/RealMAN

A Real-Recorded and Annotated Microphone Array Dataset for Dynamic Speech Enhancement and Localization

Primary LanguagePython

A Real-Recorded and Annotated Microphone Array Dataset for Dynamic Speech Enhancement and Localization


Description

The Real-recorded and annotated Microphone Array speech&Noise (RealMAN) dataset provides annotated multi-channel speech and noise recordings for dynamic speech enhancement and localization:

  • A 32-channel array with high-fidelity microphones is used for recording
  • A loudspeaker is used for playing source speech signals
  • A total of 83-hour speech signals (48 hours for static speaker and 35 hours for moving speaker) are recorded in 32 different scenes, and 144 hours of background noise are recorded in 31 different scenes
  • Both speech and noise recording scenes cover various common indoor, outdoor, semi-outdoor and transportation environments
  • The azimuth angle of the loudspeaker is annotated with an omni-direction fisheye camera, and is used for the training of source localization networks
  • The direct-path signal is obtained by filtering the played speech signal with an estimated direct-path propagation filter, and is used for the training of speech enhancement networks.

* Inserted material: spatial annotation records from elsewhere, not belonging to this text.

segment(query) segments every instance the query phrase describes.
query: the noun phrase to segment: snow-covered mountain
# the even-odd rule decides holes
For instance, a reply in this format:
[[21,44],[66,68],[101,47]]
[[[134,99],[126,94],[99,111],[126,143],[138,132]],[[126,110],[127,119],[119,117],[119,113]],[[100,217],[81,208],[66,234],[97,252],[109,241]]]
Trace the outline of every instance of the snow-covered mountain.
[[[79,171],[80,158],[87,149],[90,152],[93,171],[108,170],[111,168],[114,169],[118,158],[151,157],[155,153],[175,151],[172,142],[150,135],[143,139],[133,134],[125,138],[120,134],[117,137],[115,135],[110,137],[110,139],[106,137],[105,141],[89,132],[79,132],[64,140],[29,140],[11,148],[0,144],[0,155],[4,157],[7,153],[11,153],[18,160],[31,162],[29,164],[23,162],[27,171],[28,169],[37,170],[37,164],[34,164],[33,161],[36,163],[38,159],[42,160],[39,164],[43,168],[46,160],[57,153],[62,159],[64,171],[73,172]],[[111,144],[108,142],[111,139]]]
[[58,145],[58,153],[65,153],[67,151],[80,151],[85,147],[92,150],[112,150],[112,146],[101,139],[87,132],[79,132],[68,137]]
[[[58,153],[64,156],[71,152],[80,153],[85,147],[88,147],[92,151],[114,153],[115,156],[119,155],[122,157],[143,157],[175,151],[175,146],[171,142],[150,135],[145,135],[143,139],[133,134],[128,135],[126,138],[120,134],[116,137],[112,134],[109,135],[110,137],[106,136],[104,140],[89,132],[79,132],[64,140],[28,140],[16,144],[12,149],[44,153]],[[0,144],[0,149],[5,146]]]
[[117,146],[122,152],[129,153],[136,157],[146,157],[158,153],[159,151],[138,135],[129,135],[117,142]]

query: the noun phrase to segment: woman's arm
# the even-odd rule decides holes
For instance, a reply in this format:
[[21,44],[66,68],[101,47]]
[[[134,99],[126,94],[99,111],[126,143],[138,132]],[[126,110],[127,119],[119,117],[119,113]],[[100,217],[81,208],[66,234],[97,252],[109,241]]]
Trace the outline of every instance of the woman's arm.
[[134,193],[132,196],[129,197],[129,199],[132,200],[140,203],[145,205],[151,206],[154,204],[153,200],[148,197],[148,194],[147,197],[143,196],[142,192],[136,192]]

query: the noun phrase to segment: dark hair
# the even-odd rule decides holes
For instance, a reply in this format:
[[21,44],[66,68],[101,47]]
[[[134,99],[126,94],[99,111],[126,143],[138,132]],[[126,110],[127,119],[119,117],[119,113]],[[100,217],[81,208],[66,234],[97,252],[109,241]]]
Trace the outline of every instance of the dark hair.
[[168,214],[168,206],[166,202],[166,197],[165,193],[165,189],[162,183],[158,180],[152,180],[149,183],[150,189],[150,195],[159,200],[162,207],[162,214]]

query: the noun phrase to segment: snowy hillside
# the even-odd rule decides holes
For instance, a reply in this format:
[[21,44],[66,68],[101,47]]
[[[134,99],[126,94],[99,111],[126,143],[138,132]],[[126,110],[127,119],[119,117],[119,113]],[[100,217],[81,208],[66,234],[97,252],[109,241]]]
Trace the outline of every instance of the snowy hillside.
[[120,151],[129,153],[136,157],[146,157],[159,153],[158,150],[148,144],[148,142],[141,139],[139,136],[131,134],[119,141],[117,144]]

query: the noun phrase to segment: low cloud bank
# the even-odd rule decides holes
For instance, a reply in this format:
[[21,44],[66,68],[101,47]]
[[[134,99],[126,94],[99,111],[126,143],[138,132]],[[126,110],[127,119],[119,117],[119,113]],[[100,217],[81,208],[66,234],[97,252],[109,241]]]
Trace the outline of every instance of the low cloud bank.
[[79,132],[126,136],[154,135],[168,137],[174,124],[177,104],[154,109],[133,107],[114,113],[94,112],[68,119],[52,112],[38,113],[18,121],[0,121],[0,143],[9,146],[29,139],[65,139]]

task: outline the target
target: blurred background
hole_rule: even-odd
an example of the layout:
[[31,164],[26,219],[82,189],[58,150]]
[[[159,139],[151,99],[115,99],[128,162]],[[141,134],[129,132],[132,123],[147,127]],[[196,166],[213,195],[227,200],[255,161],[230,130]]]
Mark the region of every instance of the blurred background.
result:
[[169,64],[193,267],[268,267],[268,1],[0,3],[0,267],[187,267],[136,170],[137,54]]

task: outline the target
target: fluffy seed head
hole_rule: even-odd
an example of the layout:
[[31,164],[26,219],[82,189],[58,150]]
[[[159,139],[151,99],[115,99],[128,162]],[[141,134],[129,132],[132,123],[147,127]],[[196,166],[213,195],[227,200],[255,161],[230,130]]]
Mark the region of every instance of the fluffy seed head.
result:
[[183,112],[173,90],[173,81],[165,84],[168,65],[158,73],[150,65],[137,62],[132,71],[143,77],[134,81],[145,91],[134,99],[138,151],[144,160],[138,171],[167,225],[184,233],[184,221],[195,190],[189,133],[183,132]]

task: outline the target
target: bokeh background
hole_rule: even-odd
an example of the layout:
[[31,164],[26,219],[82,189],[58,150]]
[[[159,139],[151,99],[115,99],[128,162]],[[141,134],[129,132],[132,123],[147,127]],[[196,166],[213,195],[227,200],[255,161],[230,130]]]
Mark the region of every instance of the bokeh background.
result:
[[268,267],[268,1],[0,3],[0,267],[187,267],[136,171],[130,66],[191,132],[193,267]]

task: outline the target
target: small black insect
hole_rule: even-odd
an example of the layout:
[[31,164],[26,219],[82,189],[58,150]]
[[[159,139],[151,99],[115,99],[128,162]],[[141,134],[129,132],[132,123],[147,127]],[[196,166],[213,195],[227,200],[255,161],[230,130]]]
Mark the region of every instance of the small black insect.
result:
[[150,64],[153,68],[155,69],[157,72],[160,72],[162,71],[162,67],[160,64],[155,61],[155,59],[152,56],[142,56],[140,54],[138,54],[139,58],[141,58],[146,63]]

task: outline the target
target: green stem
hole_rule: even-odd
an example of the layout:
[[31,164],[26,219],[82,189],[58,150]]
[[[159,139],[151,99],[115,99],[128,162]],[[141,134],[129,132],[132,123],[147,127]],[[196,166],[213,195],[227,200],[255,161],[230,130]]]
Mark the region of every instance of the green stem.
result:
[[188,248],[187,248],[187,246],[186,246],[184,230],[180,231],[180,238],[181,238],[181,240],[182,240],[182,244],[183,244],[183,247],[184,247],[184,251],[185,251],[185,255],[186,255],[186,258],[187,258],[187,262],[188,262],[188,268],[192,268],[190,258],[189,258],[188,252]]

The RealMAN dataset is valuable in two aspects:

  • Benchmark speech enhancement and localization algorithms in real scenarios
  • Offer a substantial amount of real-world training data for potentially improving the performance of real-world applications

The details of the RealMAN dataset are described in the following paper: [arXiv]

Download

To download the entire dataset, you can access: Origninal data page or AISHELL page. The dataset comprises the following components:

File Size Description
train.rar 521.76 GB The training set consisting of 36.6 hours of static speaker speech and 26.6 hours of moving speaker speech (ma_speech), 106.3 hours of noise recordings (ma_noise), 0-channel direct path speech (dp_speech) and sound source location (train_*_source_location.csv).
val_raw.rar 65.57 GB The raw validation set consisting of 4.5 hours of static speaker speech and 3.3 hours of moving speaker speech (ma_speech), 16.0 hours of noise recordings (ma_noise), 0-channel direct path speech (dp_speech) and sound source location (val_*_source_location.csv).
val.rar 25.57 GB The validation set consisting of mixed noisy speech recordings (ma_noise), 0-channel direct path speech (dp_speech), sound source location (val_*_source_location.csv).
test_raw.rar 91.75 GB The raw test set consisting of 6.9 hours of static speaker speech and 4.8 hours of moving speaker speech (ma_speech), 22.2 hours of noise recordings (ma_noise), 0-channel direct path speech (dp_speech) and sound source location (test_*_source_location.csv).
test.rar 38.02 GB The test set consisting of mixed noisy speech recordings (ma_noise), 0-channel direct path speech (dp_speech), sound source location (test_*_source_location.csv).
dataset_info.rar 127.9 MB The dataset information file including scene photos, scene information (T60, recording duration, etc), and speaker information
transcriptions.trn 2.4 MB The transcription file of speech for the dataset

The dataset is organized into the following directory structure:

RealMAN
├── transcriptions.trn
├── dataset_info
│   ├── scene_images
│   ├── scene_info.json
│   └── speaker_info.csv
└── train|val|test|val_raw|test_raw
    ├── train_moving_source_location.csv
    ├── train_static_source_location.csv
    ├── dp_speech
    │   ├── BadmintonCourt2
    │   │   ├── moving
    │   │   │   ├── 0010
    │   │   │   │   ├── TRAIN_M_BAD2_0010_0003.flac
    │   │   │   │   └── ...
    │   │   │   └── ...
    │   │   └── static
    │   └── ...
    ├── ma_speech|ma_noisy_speech
    │   ├── BadmintonCourt2
    │   │   ├── moving
    │   │   │   ├── 0010
    │   │   │   │   ├── TRAIN_M_BAD2_0010_0003_CH0.flac
    │   │   │   │   └── ...
    │   │   │   └── ...
    │   │   ├── static
    │   └── ...
    └── ma_noise

The naming convention is as follows:

# Recorded Signal
[TRAIN|VAL|TEST]_[M|S]_scene_speakerId_utteranceId_channelId.flac

# Direct-Path Signal
[TRAIN|VAL|TEST]_[M|S]_scene_speakerId_utteranceId.flac

# Source Location
[train|val|test]_[moving|static]_source_location.csv

Baseline

License

The dataset is licensed under the Creative Commons Attribution 4.0 International (CC-BY-4.0) license.